Lottery Vice President, Mary Neubauer, says they want to clarify the language about winners. “The new subsection that we are adding to the code in that area says that we will pay prizes only for those tickets that have been legally purchase, legally possessed, and legally presented,” Neubauer explains.

She says that’s always been the case — but you had to look in several sections of the code to find the answer. “Some prosecutors and local law enforcement who have worked on criminal cases involving lottery tickets have said it would be helpful if the code were more clear and concise in that area. And so, we believe that this new subsection will achieve that. Let’s just make it as clear and concise as possible,” Neubauer says.

Another proposed change involves the state’s offset program which uses lottery winnings to offset the winner’s state debt. “At the lottery, if you win a prize, there is an automatic check of the income offset database of the income offset database when you come in to collect the prize,” according to Neubauer. “And that debt is automatically taken out before we issue a check to the winner.”

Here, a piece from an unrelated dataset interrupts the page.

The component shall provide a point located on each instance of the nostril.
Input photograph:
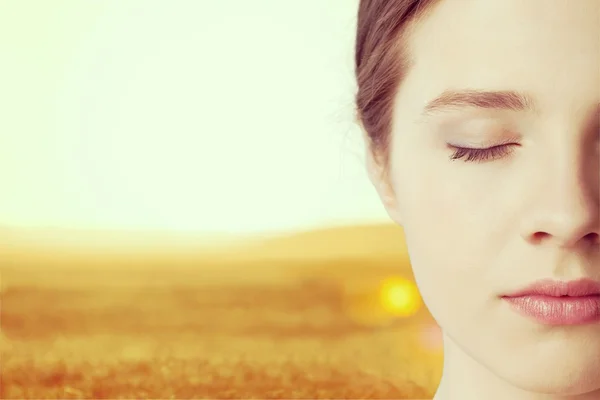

Neubauer says winners who know about the program may try to get around it.  “For example, they might give the ticket to a friend and have the friend come in to claim a prize rather than the original person being the one to claim a prize. And section three of the bill would have the penalties involved for that apply to both the person who would be passing the ticket to a friend — as well as the friend,” Neubauer says. She says both people are lying about who won the ticket and both should be penalized.

Neubauer says there are thousands of dollars collected each year from lottery winnings to cover state debts. “Over the last five years that total has ranged anywhere from $312,000 all the way up to $500,000 in a given year that is recouped,” Neubauer says. Neubauer says the best-laid plans of winners trying to keep all the cash have sometimes backfired.

“In a couple of instances people who owed offsets gave a ticket to a friend to claim the prize — not know that the friend had an even bigger offset than they did,” Neubauer says. “And in the end, the friend claimed the prize and their offset took the entire prize — so that person who had initially given them the ticket received no money and the friend’s offset was wiped out.”

Neubauer says they will propose the changes in the upcoming legislative session in January.